I hope I made it clear enough in my first reply that while your post was the one I chose to thread off of, I do believe that you weren't griping just for the sake of it and I take your interest in the Mozilla mission and frustration with the memory issue as sincere.
I believe there are lots of reasons that different people run into a memory issue, and I believe that while the Firefox devs have tackled some of them, there are plenty of other opportunities. I hear what you are saying about the difficulty in communication, although I would hedge that just a bit by saying that a lot of the abrasive communication isn't from true "leadership", and even the leadership people can get on edge from having to deal with too many people complaining and not contributing when they see the corp of volunteers working as hard as they can. :)
I'll reiterate, given my specialization in metrics, I love the new about:memory feature and also the Telemetry project. These two projects will give us useful tools to be able to accurately measure memory consumption on a variety of platforms for users who feel the memory problems as well as those who don't.
If you have some time, try out a nightly or aurora. If nightly, then opting in to Telemetry will submit the data to us. If aurora, then you can visit about:memory and either submit a bug or feedback with what you find. I and the firefox devs would greatly appreciate it.

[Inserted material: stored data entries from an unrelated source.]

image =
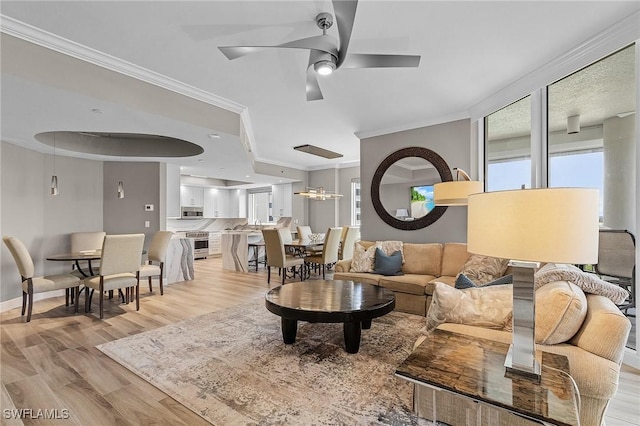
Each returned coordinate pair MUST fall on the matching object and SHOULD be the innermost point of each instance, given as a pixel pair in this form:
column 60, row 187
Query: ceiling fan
column 325, row 55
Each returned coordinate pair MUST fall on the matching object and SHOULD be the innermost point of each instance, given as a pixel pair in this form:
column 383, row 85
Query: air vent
column 315, row 150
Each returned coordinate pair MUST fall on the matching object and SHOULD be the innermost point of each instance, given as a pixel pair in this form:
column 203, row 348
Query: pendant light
column 54, row 178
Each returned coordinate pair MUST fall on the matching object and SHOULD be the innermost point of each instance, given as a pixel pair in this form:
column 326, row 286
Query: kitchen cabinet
column 215, row 248
column 173, row 191
column 282, row 200
column 216, row 202
column 191, row 196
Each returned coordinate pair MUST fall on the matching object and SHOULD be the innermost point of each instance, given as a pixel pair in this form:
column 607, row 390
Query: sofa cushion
column 488, row 307
column 589, row 283
column 390, row 247
column 454, row 256
column 561, row 308
column 422, row 259
column 408, row 283
column 482, row 269
column 462, row 282
column 388, row 265
column 361, row 277
column 363, row 257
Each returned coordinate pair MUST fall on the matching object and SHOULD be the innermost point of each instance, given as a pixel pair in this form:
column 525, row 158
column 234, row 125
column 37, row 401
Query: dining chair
column 32, row 285
column 85, row 241
column 329, row 254
column 119, row 268
column 349, row 237
column 157, row 253
column 276, row 257
column 304, row 232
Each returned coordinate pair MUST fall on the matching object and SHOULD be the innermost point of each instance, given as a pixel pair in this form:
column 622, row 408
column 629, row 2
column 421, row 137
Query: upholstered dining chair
column 32, row 285
column 349, row 237
column 119, row 268
column 157, row 253
column 85, row 241
column 276, row 257
column 329, row 254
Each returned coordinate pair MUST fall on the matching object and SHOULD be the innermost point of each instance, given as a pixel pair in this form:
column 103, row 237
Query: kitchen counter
column 179, row 261
column 235, row 248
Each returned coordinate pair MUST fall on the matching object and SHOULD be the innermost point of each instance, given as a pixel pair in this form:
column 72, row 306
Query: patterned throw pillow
column 463, row 282
column 589, row 283
column 484, row 269
column 488, row 307
column 390, row 247
column 388, row 265
column 363, row 259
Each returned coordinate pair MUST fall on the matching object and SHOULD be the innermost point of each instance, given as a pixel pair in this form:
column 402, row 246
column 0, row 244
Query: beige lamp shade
column 455, row 193
column 540, row 225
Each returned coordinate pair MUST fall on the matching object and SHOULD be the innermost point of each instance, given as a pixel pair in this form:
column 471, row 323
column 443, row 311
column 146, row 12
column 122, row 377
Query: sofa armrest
column 343, row 265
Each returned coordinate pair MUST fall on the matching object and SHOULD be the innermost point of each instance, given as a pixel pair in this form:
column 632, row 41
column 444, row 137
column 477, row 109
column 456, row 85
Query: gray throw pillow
column 463, row 282
column 388, row 265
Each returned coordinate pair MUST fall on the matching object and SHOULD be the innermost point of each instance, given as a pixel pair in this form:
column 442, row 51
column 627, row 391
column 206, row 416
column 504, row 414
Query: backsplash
column 220, row 224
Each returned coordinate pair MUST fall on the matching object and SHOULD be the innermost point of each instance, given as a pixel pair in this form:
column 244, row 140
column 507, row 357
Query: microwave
column 192, row 212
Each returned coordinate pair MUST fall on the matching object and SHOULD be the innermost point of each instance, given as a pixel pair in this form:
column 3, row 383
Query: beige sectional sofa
column 595, row 353
column 424, row 264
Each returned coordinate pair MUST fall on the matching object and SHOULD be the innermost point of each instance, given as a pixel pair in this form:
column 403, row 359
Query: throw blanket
column 589, row 283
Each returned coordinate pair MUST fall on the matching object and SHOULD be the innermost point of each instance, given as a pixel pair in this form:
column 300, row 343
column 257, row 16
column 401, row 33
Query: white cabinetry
column 191, row 196
column 173, row 191
column 215, row 248
column 216, row 202
column 282, row 200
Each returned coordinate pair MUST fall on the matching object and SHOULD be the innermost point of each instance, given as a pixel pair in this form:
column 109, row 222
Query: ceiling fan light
column 324, row 67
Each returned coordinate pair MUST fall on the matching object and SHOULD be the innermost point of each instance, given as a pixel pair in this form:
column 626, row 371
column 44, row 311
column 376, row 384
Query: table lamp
column 456, row 192
column 529, row 226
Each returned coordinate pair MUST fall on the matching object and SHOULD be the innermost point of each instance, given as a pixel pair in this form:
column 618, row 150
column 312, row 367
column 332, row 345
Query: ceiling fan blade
column 324, row 43
column 363, row 60
column 313, row 88
column 345, row 12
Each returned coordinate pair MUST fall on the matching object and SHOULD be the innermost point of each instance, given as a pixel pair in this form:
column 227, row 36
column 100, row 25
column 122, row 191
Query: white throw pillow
column 363, row 260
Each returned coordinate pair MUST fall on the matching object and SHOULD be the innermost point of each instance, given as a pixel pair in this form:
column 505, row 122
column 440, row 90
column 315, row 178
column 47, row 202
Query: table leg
column 352, row 332
column 289, row 330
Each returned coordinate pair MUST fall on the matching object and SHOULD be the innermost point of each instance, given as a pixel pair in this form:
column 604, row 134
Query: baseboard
column 7, row 305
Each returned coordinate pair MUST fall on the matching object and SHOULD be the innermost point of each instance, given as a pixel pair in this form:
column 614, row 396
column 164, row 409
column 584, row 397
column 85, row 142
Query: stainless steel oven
column 200, row 243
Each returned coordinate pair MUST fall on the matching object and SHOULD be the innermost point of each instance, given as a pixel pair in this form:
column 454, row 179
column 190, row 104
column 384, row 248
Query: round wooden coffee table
column 352, row 303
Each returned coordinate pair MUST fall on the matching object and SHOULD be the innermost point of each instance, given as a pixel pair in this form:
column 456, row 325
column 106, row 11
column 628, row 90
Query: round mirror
column 402, row 188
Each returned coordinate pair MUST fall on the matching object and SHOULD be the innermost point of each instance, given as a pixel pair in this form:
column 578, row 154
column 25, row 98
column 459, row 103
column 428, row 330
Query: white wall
column 40, row 220
column 449, row 140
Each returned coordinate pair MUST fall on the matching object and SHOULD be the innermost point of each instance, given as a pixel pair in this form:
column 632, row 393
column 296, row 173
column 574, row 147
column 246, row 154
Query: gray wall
column 142, row 184
column 44, row 222
column 452, row 142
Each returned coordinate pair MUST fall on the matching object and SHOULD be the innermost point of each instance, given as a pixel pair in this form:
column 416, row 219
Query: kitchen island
column 235, row 248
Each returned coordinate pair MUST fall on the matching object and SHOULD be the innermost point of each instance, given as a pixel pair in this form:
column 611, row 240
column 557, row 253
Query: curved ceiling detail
column 120, row 144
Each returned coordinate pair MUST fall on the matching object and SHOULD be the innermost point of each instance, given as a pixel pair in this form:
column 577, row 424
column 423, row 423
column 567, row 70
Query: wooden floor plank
column 99, row 391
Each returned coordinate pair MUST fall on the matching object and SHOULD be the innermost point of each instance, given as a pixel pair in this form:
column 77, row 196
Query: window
column 355, row 203
column 508, row 147
column 591, row 134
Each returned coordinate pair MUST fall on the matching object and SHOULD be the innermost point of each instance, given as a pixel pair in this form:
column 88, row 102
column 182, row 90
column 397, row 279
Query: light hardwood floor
column 52, row 363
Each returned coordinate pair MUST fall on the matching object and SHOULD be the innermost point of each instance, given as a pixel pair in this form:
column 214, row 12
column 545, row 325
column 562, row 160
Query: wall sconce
column 573, row 124
column 455, row 193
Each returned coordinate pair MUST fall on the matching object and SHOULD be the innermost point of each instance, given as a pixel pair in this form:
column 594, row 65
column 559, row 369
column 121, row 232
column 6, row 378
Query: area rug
column 231, row 367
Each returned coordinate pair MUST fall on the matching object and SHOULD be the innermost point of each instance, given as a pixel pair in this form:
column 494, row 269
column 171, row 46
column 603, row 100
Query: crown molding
column 410, row 126
column 613, row 38
column 24, row 31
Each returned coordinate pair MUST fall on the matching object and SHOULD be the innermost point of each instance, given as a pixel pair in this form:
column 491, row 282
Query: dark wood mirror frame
column 435, row 214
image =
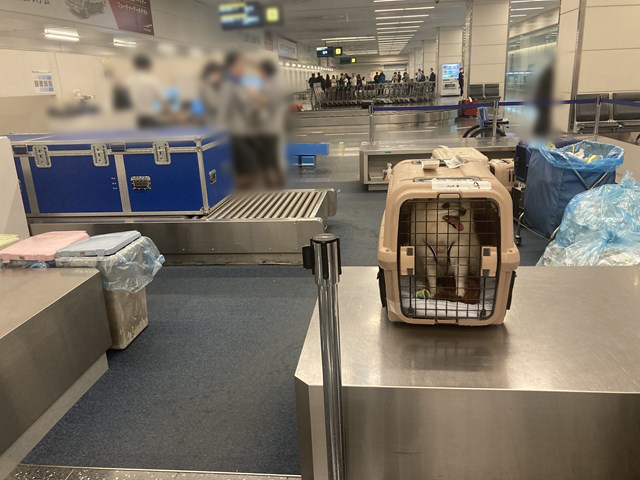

I'll reiterate, given my specialization in metrics, I love the new about:memory feature and also the Telemetry project. These two projects will give us useful tools to be able to accurately measure memory consumption on a variety of platforms for users who feel the memory problems as well as those who don't.
If you have some time, try out a nightly or aurora. If nightly, then opting in to Telemetry will submit the data to us. If aurora, then you can visit about:memory and either submit a bug or feedback with what you find. I and the firefox devs would greatly appreciate it.
Cool, I'll look into that. I've been doing some "have two different browsers running at once" stuff lately, so I could test being logged into something as two different users... so that's given me an excuse to at least fire up one Firefox window. I'll look into grabbing a nightly and play with that little. Maybe I'll even gradually start using it more if it's stable enough.